For years now we’ve heard about the rising costs of college tuition, the student debt problem, and how minimum wage jobs don’t pay enough. Too many people are caught in the same Catch-22: unable to pay for more schooling with their current income and unable to earn more money without more schooling. Some blame greedy banks and greedy schools, libertarians blame government loans, and certainly there is more than one contributing factor to the problem. Unfortunately, not enough people talk about how our K-12 system deserves partial blame. Why do we spend twelve years and tens of thousands of public dollars to educate a single student only to tell that student to borrow tens of thousands more to get a job that pays well? Also, it’s not always a simple matter of going to a “good” school vs. a “bad” school; we need to rethink how we define “good” and “bad.”

Right now, we don’t always task our public schools with the job of preparing students for the workforce. Many simply see K-12 education as a way to prepare students for more education, be it at the college level, a trade school, or some other program such as Praxis. That’s not to say that public vocational schools don’t exist at all, but the vast majority of American public and private schools don’t qualify graduates to work for very high wages. According to the National Center for Education Statistics, people between the ages of 25 and 34 with no education beyond high school earned on average, around $30,000 a year in 2012. At 40 hours a week and 52 weeks a year, that’s $14.42 an hour.

The reason high paying jobs are high paying jobs is because they require training that a limited supply of people have. In order to get these jobs, people have to either work for the company at lower wages first to gain the necessary experience, or pay a third party such as a college or trade school to provide the necessary training. Low paying jobs are low-paying because the employer can easily train most people to do these jobs. Employers have little incentive to pay high wages for someone with specialized training if they can quickly train an unskilled laborer who will work for lower wages to do the same thing.
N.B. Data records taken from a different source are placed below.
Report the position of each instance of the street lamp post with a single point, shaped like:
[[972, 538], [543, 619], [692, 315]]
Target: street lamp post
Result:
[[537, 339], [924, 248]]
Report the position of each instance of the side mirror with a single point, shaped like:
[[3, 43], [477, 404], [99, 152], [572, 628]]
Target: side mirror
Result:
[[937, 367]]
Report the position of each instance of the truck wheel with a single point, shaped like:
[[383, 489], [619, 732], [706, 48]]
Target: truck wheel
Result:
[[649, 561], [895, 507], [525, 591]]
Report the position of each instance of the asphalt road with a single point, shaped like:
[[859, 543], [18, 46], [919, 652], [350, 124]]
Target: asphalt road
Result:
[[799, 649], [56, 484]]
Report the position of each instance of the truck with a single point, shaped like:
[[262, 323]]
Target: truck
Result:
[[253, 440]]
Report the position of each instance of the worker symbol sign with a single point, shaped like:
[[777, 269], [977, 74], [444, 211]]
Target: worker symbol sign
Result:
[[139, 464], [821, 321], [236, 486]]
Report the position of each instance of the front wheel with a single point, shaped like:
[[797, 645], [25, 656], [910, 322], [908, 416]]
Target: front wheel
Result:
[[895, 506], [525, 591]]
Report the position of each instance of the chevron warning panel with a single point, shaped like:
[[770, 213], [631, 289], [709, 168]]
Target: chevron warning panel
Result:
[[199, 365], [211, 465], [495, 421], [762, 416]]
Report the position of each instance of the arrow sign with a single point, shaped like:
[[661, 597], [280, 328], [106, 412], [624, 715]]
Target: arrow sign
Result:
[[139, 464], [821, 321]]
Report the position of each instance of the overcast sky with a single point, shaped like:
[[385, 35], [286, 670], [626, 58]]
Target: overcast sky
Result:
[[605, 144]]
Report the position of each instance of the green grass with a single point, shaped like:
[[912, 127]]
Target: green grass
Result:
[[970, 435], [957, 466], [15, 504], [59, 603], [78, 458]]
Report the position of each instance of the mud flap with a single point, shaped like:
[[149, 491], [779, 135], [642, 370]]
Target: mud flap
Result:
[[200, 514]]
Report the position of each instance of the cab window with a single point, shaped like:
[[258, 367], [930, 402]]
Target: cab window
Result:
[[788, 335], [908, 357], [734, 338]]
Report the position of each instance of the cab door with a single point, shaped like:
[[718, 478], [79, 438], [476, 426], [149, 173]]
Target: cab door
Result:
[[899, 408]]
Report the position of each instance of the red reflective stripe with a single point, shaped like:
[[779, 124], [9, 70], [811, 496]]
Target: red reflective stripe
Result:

One of the problems with our public school system is that most graduates leave school with the same basic skills and there aren’t enough opportunities for specialization. Few high school graduates are part of a “limited supply” of people with a specific skill set. If students had more opportunities to tailor their education to their interests and build a more specialized skill set, it would mean two things.

Students could pursue higher education without borrowing as much much money because they would be able to earn more money while pursuing a degree. If they chose to work for a while to to save up the necessary funds before starting school, it wouldn’t take as long to develop the surplus needed to afford higher education.
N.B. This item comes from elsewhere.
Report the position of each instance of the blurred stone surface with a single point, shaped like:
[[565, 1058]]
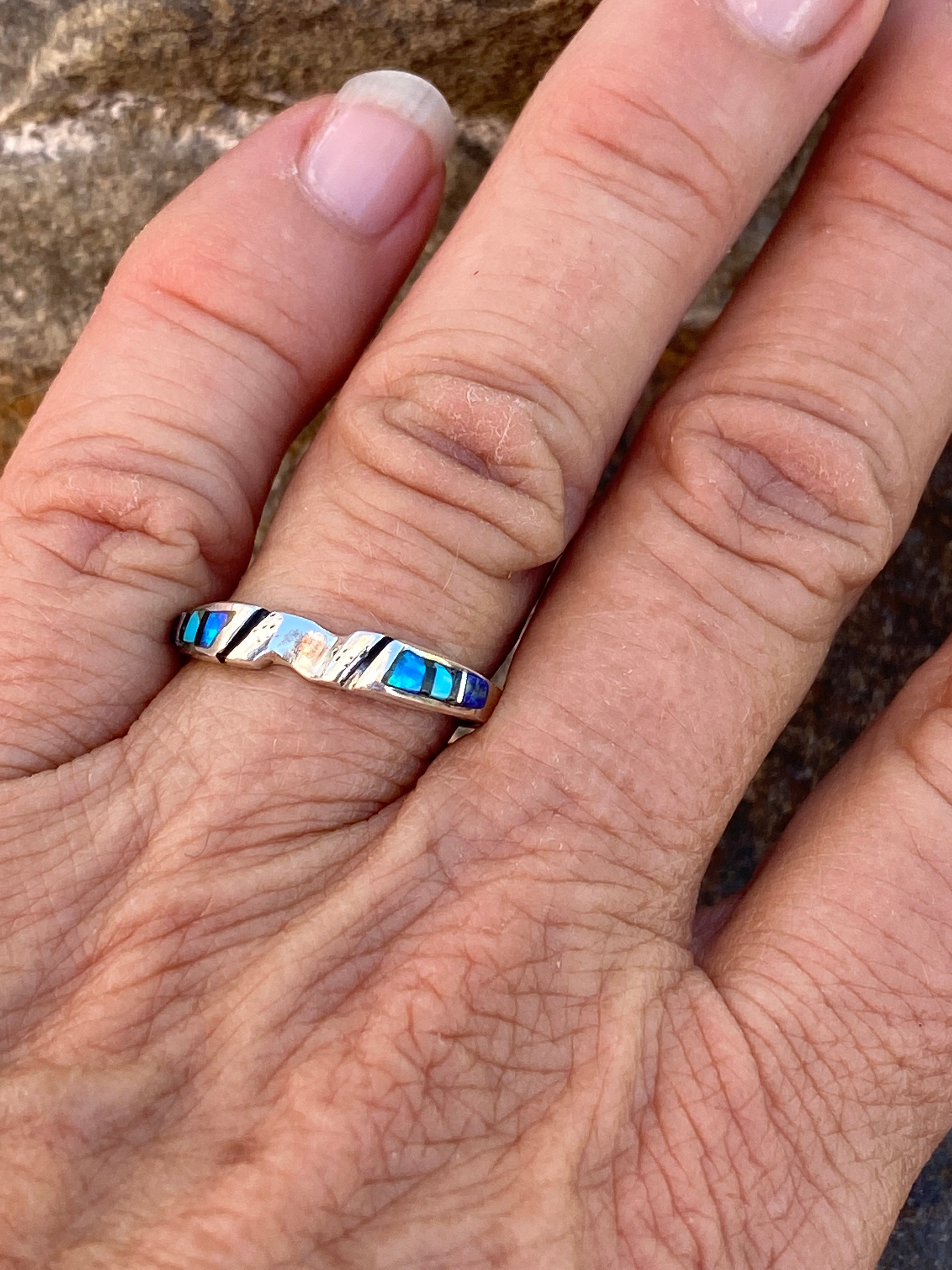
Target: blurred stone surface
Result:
[[110, 107]]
More people would stand a chance at earning a decent living without higher education if they didn’t think college was right for them.

One of the biggest differences between our K-12 education system and our higher education system is the concept of choice. When a student goes to college, the government gives grants and loans to help students go to their dream school, whether that dream school is public or private. A student can pick any public university in their state and still receive in-state tuition, even if it’s not the closest one to their home. At the K-12 level, the government gives you a neighborhood public school and has little interest in helping you if you believe that it’s not the right school for you. Giving students and their families more freedom to attend the school of their choice would give schools incentives to create specialized programs to help their graduates earn more money, just as colleges do. Go on a single college tour and I’ll bet you that college will tell you about all sorts of unique programs to attract students. What if our public K-12 schools went to the same lengths to push the field of education somewhere bigger and better than where it is now?
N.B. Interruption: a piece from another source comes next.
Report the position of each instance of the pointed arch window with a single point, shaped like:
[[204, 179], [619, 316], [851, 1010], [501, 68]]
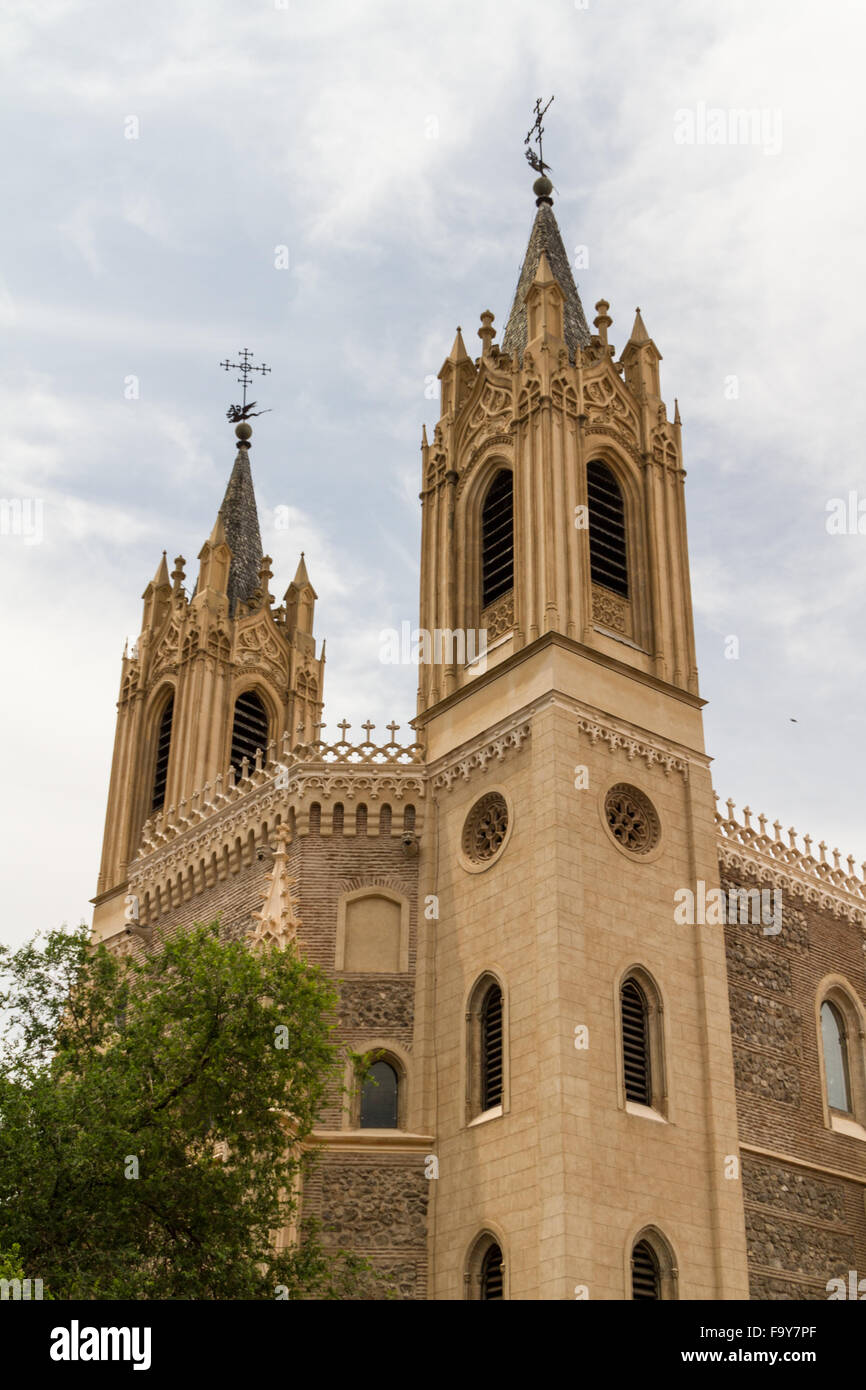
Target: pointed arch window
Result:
[[635, 1043], [608, 553], [380, 1097], [645, 1273], [836, 1058], [491, 1275], [498, 538], [485, 1050], [163, 747], [485, 1269], [652, 1269], [491, 1048], [249, 729]]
In our current system, the best public schools are in high income areas and those hurt most by the system are those that can’t afford to live in these areas or attend a private school. The ones who need higher paying jobs the most are the ones who pay the price for our inefficient schools. The issue of school choice is crucial to helping people escape poverty. Helping the poor to break the cycle of government welfare without going into crippling debt has to be a priority. Increased school choice would allow for students to have more specialized training when they graduate. It would give more students the opportunity to earn more money without a degree or while pursuing one. Most people like to have as much control over their own lives as possible. Shouldn’t that control be extended to something as important as schools?